Help understanding Casella & Berger's explanation of a sufficient statistic

903 Views Asked by At

This is from Casella and Berger's Statistical Inference:

Definition: A statistic $T(\mathbf{X})$ is a sufficient statistic for $\theta$ if the conditional distribution of the sample $\mathbf{X}$ given the value of $T(\mathbf{X})$ does not depend on $\theta$.

In the discrete case,

Let $t$ be a possible value of $T(\mathbf{X})$ , that is, a value such that $P_\theta(T(\mathbf{X}) = t) > 0$. We wish to consider the conditional probability $P_\theta(\mathbf{X} = \mathbf{x}|T(\mathbf{X}) = t)$. If $\mathbf{x}$ is a sample point such that $T(\mathbf{x}) \neq t$, then clearly, $P_\theta(\mathbf{X} = \mathbf{x}|T(\mathbf{X}) = t) = 0$. Thus, we are interested in $P(\mathbf{X} = \mathbf{x}|T(\mathbf{X}) = T(\mathbf{x}))$. By the definition, if $T(\mathbf{X})$ is a sufficient statistic, this conditional probability is the same for all values of $\theta$ so we have omitted the subscript.

This is the part I'm having trouble with:

A sufficient statistic captures all the information about $\theta$ in this sense. Consider Experimenter 1, who observes $\mathbf{X} = \mathbf{x}$ and, of course, can compute $T(\mathbf{X} = T(\mathbf{x})$. To make an inference about $\theta$, he can use the information that $\mathbf{X} = \mathbf{x}$ and $T(\mathbf{X}) = T(\mathbf{x})$. Now consider Experimenter 2, who is not told the value of $\mathbf{X}$ but only that $T(\mathbf{X}) = T(\mathbf{x})$. Experimenter 2 knows $P(\mathbf{X} = \mathbf{y}|T(\mathbf{X}) = T(\mathbf{x}))$, a probability distribution on $A_{T(\mathbf{x})} = \{\mathbf{y}: T(\mathbf{y}) = T(\mathbf{x})\}$, because this can be computed from the model with knowledge of the true value of $\theta$.
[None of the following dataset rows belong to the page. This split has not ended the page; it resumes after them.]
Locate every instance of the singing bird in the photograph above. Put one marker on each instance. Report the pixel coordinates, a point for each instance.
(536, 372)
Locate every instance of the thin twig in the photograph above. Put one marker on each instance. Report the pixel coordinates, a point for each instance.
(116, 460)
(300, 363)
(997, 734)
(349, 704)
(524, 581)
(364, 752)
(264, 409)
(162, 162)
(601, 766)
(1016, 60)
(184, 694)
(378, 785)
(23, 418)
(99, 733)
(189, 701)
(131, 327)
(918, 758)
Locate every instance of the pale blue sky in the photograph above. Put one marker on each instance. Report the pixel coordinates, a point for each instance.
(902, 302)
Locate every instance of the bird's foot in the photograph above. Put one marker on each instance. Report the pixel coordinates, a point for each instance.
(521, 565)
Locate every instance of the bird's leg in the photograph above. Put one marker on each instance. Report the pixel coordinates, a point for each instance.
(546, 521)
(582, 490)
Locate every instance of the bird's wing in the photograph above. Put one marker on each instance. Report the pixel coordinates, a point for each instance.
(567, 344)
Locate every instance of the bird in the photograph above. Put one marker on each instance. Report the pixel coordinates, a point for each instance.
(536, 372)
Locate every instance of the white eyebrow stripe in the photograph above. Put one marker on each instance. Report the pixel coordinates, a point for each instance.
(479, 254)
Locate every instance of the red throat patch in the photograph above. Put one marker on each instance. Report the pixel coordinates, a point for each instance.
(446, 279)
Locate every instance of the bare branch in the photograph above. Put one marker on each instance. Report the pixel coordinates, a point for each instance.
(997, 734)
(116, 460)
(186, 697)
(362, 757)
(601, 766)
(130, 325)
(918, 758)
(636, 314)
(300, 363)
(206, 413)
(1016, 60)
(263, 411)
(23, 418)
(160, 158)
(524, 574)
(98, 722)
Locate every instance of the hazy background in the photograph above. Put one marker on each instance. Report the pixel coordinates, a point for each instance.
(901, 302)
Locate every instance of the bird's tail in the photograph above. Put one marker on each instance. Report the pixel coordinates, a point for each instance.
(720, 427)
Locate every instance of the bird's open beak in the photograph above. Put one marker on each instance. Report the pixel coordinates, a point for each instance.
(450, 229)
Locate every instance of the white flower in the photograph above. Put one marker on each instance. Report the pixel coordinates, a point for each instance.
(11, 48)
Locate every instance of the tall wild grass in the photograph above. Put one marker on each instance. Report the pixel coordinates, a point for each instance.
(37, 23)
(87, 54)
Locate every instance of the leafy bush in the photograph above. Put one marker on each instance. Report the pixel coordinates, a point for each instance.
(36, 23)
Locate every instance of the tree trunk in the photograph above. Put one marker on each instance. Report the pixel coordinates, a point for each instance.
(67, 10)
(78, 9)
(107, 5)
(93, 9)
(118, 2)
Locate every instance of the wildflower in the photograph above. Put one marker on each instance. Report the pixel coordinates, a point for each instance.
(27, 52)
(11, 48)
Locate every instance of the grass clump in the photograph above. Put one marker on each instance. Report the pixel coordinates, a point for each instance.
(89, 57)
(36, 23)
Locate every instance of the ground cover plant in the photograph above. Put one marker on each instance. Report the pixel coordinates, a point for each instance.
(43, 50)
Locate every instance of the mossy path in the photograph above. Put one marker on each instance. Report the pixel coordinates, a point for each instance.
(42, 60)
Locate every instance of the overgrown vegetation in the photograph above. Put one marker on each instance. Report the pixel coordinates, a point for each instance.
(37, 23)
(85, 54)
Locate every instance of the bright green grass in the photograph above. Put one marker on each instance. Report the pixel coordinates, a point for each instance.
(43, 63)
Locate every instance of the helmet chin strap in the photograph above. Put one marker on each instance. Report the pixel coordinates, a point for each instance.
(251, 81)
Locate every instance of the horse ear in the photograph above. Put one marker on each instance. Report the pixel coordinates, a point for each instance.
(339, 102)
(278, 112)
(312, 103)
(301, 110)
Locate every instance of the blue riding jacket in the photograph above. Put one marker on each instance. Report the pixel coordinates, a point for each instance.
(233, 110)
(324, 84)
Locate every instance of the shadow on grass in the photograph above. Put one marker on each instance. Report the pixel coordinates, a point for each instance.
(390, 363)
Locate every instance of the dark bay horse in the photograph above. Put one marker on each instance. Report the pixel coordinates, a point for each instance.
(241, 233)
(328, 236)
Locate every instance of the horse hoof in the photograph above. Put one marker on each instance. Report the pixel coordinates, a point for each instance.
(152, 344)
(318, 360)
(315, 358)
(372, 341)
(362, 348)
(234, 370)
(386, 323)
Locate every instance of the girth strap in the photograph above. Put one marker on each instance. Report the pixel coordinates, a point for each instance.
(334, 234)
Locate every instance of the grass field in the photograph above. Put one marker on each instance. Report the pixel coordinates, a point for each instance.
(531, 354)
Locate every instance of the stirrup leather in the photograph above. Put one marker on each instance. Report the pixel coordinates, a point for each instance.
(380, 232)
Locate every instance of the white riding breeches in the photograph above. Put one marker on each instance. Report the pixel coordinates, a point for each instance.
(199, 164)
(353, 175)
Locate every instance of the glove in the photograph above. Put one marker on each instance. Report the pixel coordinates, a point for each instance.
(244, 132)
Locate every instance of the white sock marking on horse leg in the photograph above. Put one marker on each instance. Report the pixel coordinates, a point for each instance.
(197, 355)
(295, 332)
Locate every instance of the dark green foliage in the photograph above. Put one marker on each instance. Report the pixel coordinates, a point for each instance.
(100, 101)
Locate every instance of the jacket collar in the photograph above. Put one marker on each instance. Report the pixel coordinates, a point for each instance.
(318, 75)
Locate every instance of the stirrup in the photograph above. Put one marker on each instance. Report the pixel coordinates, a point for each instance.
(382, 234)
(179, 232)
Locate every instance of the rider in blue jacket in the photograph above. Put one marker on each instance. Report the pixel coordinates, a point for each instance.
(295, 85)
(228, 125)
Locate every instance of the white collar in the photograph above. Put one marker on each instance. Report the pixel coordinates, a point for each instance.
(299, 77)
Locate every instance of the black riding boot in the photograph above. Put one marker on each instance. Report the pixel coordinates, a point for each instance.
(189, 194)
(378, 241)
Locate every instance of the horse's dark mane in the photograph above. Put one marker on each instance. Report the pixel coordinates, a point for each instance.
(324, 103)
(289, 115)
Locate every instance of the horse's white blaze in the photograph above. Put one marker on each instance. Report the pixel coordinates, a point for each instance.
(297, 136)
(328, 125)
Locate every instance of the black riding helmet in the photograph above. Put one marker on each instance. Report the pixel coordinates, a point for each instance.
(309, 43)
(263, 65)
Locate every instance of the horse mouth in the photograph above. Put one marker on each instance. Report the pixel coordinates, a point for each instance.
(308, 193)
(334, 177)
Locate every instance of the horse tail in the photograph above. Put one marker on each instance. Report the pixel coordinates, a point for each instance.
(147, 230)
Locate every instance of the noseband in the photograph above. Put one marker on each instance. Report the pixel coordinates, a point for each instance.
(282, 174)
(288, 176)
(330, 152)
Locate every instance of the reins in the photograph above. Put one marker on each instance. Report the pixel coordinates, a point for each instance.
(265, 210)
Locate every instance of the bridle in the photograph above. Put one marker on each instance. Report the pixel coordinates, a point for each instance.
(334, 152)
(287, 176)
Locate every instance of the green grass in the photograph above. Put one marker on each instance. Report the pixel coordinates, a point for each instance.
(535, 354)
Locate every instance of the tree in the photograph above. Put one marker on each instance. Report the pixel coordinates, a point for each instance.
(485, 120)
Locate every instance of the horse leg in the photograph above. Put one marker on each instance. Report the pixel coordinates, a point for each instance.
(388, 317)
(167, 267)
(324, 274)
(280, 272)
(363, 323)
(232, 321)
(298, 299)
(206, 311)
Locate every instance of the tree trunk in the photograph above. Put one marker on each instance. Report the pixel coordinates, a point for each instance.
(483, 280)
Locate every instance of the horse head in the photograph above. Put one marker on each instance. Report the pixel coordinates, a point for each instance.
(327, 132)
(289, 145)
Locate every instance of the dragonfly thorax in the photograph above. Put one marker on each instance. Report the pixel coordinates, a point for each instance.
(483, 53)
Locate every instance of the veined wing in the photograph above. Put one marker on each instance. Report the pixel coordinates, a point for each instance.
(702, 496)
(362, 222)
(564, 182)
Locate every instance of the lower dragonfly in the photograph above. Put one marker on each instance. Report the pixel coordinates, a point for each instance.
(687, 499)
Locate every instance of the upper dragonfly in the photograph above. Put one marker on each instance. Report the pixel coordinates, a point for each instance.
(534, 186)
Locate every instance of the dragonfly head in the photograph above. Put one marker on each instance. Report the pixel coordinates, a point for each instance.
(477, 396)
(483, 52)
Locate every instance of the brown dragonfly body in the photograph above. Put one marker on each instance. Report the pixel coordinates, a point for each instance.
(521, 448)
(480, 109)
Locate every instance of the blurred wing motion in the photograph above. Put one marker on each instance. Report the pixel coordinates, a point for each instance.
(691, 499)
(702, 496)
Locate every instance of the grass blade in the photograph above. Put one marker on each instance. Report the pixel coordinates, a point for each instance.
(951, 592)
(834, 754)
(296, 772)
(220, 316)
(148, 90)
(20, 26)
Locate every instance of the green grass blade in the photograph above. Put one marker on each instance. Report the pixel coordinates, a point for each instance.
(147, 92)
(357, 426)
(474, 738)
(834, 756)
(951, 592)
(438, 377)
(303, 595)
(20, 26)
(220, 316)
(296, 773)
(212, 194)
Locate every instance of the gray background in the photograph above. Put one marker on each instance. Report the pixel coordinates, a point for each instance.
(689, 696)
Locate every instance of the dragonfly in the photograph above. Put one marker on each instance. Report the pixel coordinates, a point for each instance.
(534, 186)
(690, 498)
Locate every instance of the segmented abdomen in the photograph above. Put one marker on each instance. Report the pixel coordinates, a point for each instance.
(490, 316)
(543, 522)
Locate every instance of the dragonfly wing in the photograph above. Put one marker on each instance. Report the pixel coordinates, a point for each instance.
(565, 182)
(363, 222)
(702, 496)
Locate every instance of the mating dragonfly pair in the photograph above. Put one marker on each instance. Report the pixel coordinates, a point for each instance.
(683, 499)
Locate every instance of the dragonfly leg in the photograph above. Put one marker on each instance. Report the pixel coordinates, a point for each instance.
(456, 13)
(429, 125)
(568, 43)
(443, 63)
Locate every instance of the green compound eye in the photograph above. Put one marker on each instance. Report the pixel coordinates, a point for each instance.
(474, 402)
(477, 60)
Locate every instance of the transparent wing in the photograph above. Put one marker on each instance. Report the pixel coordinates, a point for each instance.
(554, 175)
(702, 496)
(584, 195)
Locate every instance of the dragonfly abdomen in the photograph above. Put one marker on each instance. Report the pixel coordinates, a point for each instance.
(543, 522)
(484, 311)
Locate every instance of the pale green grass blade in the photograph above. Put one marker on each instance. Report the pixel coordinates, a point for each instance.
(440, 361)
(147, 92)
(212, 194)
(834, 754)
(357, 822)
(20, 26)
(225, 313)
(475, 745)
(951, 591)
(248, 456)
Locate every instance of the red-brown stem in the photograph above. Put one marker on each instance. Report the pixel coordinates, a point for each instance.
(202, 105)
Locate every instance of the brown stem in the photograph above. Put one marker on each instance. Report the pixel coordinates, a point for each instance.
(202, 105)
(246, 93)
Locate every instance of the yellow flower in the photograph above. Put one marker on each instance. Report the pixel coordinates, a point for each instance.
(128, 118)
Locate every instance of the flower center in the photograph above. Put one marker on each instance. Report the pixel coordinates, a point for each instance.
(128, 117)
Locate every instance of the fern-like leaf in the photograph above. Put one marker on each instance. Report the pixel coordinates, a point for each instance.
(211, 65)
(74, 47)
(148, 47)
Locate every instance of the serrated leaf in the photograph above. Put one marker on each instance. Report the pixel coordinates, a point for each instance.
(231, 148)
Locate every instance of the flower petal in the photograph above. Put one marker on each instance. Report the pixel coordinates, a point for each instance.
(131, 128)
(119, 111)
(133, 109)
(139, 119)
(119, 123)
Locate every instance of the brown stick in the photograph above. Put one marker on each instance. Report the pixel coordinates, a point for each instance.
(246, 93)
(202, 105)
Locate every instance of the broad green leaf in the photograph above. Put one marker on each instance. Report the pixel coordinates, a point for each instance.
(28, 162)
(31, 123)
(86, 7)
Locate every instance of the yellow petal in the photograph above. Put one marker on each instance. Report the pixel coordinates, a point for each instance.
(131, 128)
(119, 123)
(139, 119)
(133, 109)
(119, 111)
So far, so good. But below, what exactly is this random variable $\mathbf{Y}$? I'm having trouble unraveling why exactly this conclusion means that Experimenter 2 has the same information that Experimenter 1 has regarding the parameter $\theta$. I apologize for not framing my question better -- I'm just quite confused by the point the author is trying to make in the paragraph below. I will update with an edit if I can clarify my question further.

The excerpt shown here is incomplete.